Shaw SL, Yeh E, Maddox P, Salmon ED, Bloom K - J. Cell Biol. (1997)

Bottom Line: These forays were evident in unbudded G1 cells, as well as in late telophase cells after spindle disassembly.Stable microtubule interactions with the cell cortex were rarely observed during anaphase, and did not appear to contribute significantly to spindle alignment or elongation into the bud.These studies provide the first mechanistic basis for understanding how spindle orientation and nuclear positioning are established and are indicative of a microtubule-based searching mechanism that requires dynamic microtubules for nuclear migration into the bud.

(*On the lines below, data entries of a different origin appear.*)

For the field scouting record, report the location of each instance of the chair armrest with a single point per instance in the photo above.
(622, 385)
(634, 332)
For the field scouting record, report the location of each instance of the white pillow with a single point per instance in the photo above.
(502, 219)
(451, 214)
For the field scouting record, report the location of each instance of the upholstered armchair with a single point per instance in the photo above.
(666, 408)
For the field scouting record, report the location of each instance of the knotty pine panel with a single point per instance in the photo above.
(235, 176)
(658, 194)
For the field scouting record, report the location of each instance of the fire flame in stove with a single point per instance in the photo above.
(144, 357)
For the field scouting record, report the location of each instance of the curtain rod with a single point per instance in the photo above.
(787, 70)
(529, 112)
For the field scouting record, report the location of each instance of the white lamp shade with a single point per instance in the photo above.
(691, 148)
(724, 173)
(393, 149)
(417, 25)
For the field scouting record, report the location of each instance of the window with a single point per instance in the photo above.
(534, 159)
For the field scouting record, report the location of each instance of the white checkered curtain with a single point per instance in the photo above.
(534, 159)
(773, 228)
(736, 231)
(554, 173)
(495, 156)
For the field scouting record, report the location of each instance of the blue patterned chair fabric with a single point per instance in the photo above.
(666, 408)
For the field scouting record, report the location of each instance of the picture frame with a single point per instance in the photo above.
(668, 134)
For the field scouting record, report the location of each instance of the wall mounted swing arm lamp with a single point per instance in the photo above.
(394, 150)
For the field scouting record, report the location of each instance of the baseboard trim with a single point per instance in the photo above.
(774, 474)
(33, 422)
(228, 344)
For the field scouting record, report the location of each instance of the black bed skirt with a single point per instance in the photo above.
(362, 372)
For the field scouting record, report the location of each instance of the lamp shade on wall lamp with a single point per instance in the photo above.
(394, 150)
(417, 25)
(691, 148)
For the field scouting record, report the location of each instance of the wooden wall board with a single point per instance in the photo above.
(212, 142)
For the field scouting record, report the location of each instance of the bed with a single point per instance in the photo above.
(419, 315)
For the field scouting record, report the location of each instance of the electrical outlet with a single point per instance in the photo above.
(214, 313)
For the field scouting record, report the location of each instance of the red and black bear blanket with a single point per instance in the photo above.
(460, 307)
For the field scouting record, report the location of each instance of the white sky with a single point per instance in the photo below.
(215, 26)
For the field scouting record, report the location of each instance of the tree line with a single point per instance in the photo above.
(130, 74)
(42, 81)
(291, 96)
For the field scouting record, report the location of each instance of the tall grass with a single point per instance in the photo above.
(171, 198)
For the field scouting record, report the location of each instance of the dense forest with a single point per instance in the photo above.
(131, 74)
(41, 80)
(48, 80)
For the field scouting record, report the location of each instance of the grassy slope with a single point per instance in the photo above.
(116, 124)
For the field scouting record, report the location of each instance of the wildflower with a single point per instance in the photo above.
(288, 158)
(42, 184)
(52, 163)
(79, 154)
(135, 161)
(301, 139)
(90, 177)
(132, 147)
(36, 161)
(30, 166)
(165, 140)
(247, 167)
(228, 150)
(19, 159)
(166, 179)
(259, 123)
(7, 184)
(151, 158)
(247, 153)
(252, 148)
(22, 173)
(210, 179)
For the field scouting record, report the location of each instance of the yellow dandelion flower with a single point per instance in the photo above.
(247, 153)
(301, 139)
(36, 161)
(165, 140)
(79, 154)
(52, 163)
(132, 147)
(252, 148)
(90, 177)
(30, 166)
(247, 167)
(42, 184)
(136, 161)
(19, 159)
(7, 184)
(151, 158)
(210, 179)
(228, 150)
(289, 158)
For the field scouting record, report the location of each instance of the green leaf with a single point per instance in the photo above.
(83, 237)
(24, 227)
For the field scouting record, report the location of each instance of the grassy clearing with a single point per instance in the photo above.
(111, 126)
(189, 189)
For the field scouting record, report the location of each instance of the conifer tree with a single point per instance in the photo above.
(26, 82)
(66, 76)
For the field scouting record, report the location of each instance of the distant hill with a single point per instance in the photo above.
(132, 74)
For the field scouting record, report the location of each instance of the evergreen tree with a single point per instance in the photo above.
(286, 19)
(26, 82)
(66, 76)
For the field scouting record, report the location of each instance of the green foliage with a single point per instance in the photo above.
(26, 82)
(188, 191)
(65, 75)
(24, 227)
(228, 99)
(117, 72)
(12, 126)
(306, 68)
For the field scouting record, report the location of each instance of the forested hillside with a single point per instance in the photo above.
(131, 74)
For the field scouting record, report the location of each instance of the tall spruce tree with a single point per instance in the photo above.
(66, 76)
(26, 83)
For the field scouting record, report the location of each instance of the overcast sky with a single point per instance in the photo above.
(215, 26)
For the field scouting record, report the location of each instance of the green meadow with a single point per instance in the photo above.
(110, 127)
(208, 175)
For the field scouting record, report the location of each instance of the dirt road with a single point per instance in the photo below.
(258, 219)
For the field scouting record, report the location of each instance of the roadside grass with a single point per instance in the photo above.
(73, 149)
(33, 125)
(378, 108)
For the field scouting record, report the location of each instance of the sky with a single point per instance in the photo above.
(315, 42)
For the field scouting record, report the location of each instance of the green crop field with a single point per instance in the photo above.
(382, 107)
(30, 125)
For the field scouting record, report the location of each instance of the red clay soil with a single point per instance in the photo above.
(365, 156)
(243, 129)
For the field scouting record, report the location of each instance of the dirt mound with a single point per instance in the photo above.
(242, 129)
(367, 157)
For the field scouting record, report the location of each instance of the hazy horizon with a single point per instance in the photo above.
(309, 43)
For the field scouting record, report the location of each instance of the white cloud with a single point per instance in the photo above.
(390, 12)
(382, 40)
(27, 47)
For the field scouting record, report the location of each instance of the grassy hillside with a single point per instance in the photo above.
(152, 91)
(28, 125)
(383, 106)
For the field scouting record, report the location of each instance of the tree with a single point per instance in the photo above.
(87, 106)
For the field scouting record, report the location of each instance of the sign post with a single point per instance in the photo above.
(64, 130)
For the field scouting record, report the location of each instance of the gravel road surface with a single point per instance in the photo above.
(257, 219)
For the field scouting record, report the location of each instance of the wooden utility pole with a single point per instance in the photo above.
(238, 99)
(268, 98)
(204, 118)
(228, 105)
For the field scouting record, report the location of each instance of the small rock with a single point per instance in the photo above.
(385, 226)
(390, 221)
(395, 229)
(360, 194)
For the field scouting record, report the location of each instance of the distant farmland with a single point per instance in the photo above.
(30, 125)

View Article: PubMed Central - PubMed

Affiliation: Department of Biology, University of North Carolina at Chapel Hill, Chapel Hill, North Carolina 27599-3280, USA.

ABSTRACT
Localization of dynein-green fluorescent protein (GFP) to cytoplasmic microtubules allowed us to obtain one of the first views of the dynamic properties of astral microtubules in live budding yeast. Several novel aspects of microtubule function were revealed by time-lapse, three-dimensional fluorescence microscopy. Astral microtubules, about four to six in number for each pole, exhibited asynchronous dynamic instability throughout the cell cycle, growing at approximately 0.3-1.5 micron/min toward the cell surface then switching to shortening at similar velocities back to the spindle pole body (SPB). During interphase, a conical array of microtubules trailed the SPB as the nucleus traversed the cytoplasm. Microtubule disassembly by nocodozole inhibited these movements, indicating that the nucleus was pushed around the interior of the cell via dynamic astral microtubules. These forays were evident in unbudded G1 cells, as well as in late telophase cells after spindle disassembly. Nuclear movement and orientation to the bud neck in S/G2 or G2/M was dependent on dynamic astral microtubules growing into the bud. The SPB and nucleus were then pulled toward the bud neck, and further microtubule growth from that SPB was mainly oriented toward the bud. After SPB separation and central spindle formation, a temporal delay in the acquisition of cytoplasmic dynein at one of the spindle poles was evident. Stable microtubule interactions with the cell cortex were rarely observed during anaphase, and did not appear to contribute significantly to spindle alignment or elongation into the bud. Alterations of microtubule dynamics, as observed in cells overexpressing dynein-GFP, resulted in eventual spindle misalignment. These studies provide the first mechanistic basis for understanding how spindle orientation and nuclear positioning are established and are indicative of a microtubule-based searching mechanism that requires dynamic microtubules for nuclear migration into the bud.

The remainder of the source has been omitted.